Но она ничего не говорила об Эдди, не считая все тех же старых фраз. Мне нравится Эдди. Мне нравится ходить к Эдди домой. Мы делаем булочки. Мы делаем конфеты. Мы читаем книжки. Мы копаем в саду.
– Эдди когда-нибудь что-нибудь тебе делала?
Молчание.
– Эдди когда-нибудь рассказывала тебе о других своих знакомых детях?
Молчание.
– Эдди рассказывала тебе, где работает? Эдди когда-нибудь предлагала тебе сесть к ней в машину? Эдди тебя когда-нибудь обзывала?
Молчание. Молчание. Молчание.
Натали волновалась сильнее, чем могла признаться даже самой себе. Она не знала, что ей теперь делать. Может, ей стоило спросить у доктора, не сходить ли Кире к кому-нибудь еще? Или, может, ей стоит ее увезти, взять отпуск, поехать отдохнуть в Батлинс или Центер Паркс [12], или даже отправиться в путешествие по Франции, как Давина с работы? Ха-ха, очень смешно. У нее не было денег на целое путешествие, как и денег на Центер Паркс и, скорее всего, даже на Батлинс. Все уходило на арендную плату и повседневные расходы, даже то небольшое дополнительное месячное пособие, которое она получала. К тому же ей надо было починить машину. А еще был бизнес, который она так хотела начать. По поводу которого она строила в своем воображении подробные планы всю жизнь, сколько себя помнила. Продолжай мечтать, Натали.
Она не собиралась жалеть себя или плакаться кому-нибудь, потому что была не из тех, кто жалеет себя и плачется. Она была крепкой. Она была независимой и хотела вырастить Киру такой же. Только иногда – например, сейчас, посреди ночи – по этой крепости начинали идти трещины.
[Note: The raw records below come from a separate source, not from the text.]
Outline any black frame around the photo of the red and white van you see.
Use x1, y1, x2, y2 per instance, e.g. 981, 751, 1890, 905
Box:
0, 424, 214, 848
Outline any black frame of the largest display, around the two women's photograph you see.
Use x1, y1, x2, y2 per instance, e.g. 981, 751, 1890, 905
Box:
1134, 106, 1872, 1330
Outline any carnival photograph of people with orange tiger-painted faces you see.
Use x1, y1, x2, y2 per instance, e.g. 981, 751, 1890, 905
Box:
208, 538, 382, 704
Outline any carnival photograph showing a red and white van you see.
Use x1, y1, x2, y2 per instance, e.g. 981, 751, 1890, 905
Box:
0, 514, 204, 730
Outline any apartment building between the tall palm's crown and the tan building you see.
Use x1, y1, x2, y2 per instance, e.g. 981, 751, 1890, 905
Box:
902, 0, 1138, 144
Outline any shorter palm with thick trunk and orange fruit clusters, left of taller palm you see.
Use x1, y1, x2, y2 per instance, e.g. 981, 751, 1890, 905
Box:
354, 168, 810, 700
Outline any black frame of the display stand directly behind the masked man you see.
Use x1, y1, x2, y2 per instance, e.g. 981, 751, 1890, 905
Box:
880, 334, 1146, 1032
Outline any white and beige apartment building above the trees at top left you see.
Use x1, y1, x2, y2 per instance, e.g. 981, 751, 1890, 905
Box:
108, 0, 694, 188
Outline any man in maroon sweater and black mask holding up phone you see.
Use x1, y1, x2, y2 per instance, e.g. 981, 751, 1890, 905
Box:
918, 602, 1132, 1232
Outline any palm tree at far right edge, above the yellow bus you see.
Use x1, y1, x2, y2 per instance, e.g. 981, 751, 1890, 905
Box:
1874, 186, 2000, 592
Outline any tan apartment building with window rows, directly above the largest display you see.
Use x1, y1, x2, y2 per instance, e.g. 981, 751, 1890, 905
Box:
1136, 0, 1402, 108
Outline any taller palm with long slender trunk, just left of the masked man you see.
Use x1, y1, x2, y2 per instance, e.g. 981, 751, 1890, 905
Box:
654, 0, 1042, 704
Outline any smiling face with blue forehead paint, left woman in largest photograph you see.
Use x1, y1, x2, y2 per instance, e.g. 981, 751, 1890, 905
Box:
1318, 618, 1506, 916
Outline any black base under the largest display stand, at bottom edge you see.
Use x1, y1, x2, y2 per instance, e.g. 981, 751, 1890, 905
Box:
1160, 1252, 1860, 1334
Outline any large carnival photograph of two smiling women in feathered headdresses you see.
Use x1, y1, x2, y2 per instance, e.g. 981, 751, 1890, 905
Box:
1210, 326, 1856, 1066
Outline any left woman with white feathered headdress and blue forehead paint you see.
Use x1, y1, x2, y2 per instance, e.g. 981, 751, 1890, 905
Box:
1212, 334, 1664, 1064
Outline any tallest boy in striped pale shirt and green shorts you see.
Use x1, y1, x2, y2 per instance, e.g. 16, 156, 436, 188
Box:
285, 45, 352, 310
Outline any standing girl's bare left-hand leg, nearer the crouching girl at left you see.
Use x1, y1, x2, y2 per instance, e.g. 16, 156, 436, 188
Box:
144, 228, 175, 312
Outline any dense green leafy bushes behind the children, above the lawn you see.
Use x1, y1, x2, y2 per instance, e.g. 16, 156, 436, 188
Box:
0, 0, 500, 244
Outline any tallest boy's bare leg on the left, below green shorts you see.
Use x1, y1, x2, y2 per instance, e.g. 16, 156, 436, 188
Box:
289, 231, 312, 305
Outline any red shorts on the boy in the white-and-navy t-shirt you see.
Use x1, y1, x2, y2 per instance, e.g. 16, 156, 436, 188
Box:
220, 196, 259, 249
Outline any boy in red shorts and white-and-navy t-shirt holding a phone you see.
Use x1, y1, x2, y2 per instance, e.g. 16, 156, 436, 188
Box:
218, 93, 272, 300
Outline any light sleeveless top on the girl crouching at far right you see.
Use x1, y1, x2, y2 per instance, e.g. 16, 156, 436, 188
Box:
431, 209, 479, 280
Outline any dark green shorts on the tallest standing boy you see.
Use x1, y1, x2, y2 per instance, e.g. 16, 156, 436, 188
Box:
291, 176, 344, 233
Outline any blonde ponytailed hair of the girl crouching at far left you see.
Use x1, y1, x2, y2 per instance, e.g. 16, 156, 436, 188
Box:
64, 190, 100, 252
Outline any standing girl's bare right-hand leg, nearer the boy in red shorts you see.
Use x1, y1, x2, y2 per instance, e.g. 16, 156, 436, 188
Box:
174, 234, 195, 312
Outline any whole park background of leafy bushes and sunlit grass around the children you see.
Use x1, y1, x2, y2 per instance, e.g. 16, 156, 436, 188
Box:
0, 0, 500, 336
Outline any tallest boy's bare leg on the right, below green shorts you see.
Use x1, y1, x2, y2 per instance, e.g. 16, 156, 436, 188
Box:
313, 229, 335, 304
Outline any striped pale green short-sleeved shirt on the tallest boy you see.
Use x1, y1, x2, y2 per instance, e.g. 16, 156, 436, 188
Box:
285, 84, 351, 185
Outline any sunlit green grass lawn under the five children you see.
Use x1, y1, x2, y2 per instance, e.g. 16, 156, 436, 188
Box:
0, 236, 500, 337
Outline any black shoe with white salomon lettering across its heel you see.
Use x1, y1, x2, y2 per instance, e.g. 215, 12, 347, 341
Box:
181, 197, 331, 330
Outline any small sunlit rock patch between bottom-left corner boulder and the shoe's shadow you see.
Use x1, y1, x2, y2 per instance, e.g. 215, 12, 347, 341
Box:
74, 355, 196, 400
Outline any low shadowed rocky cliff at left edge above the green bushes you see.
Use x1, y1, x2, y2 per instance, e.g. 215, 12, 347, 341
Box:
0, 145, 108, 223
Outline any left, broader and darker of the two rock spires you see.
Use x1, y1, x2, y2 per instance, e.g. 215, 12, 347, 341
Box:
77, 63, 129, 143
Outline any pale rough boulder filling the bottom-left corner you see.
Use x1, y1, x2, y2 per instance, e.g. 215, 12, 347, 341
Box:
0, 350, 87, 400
Кира что-то мямлила, как будто ее рот был набит галькой. Натали напрягалась изо всех сил, чтобы разобрать какие-нибудь слова, хоть что-нибудь осмысленное, но она так ничего и не услышала. Только невнятное бормотание.
Она повернулась на бок и попыталась заснуть, но ее мозг пронизывали ослепительные вспышки света и пестрые картинки, так что она так и не смогла отключиться до самого рассвета. Кира не двигалась со своего места, свернувшись на самом краю кровати.
Приемная в больнице была забита посетителями, а один из врачей уехал на вызов. Кира сидела на скамейке и болтала ногами. Каждый раз, когда ее нога улетала под скамейку, она ударялась об стену, и женщина напротив каждый раз бросала на нее разъяренный взгляд. Если бы не она, Натали давно сказала бы Кире перестать болтать ногами и стучать, но из-за женщины она позволяла ей продолжать. Их приняли почти через час после того, когда им было назначено, и они провели в кабинете врача три минуты. Он смотрел в свой компьютер и ни разу не взглянул ни на одну из них, а о возрасте Киры спросил дважды.